Let us put political ideology aside and play with the idea.


If self love and self esteem are not interchangeable, then one will be left with a void, a hunger if one attempts to fill the one need with the other.  It is trying to satisfy hunger with ice water.  It may temporarily mask the pangs but they will come back in ever more insistent waves.

If the need for food is not met, then anything that is a close approximation will be pressed into service.  Pets, cadavers, sawdust, motor oil, leather, paper, clay, mice....

The prevalence of gangs in inner cities is evidence that young people, especially young men, have a burning need for self esteem.  They are denied the normal, healthy "Dad" source so they find other men who can knight them with a quest and earned recognition. Men who do not have the young man's best interests at heart.

Your dad may not have been an iron fisted man's man.  He may not have been a fire breathing, steel eating specimen of manhood who walked in a billowing cloud of testosterone fumes.  But he was a MAN.  He went out into the adult world like a knight in the days of yore.  He survived.  He brought home the bacon.

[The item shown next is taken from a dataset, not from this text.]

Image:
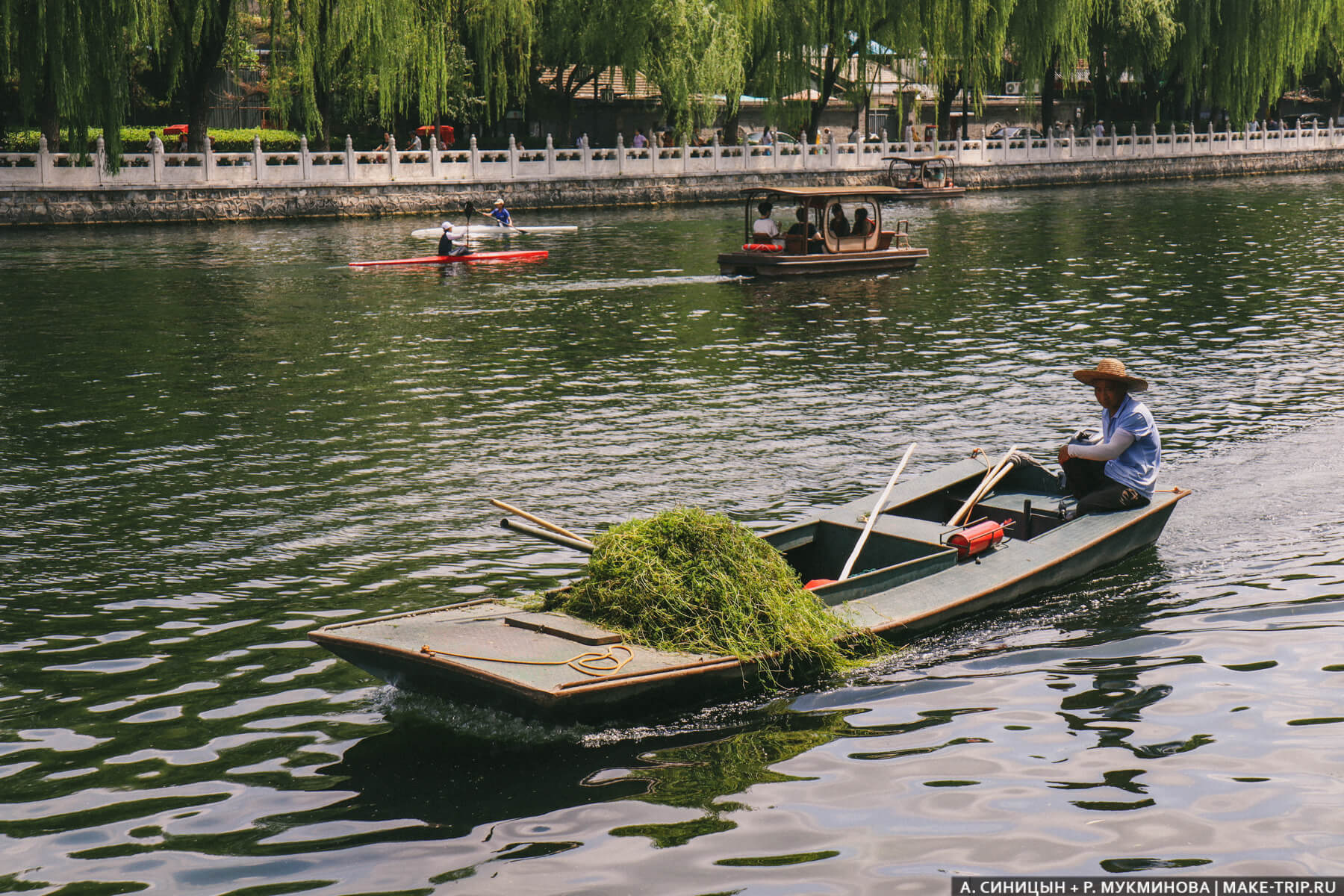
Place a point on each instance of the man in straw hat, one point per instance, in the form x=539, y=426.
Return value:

Most families had measures of manliness.  It may have been shooting hoops, or who could catch the most bluegills.  It may have been playing Scrabble, shooting clay birds or arm wrestling.  It could have been cracking hickory nuts with your fist, or how quick could you swap out a set of spark plugs.  It was a way you could measure yourself against "the old man" and judge your readiness to go forth in the world.  It was a great and notable day when you beat "the old man."

Our culture tried to substitute self love for self esteem and it failed.  It is time to man up.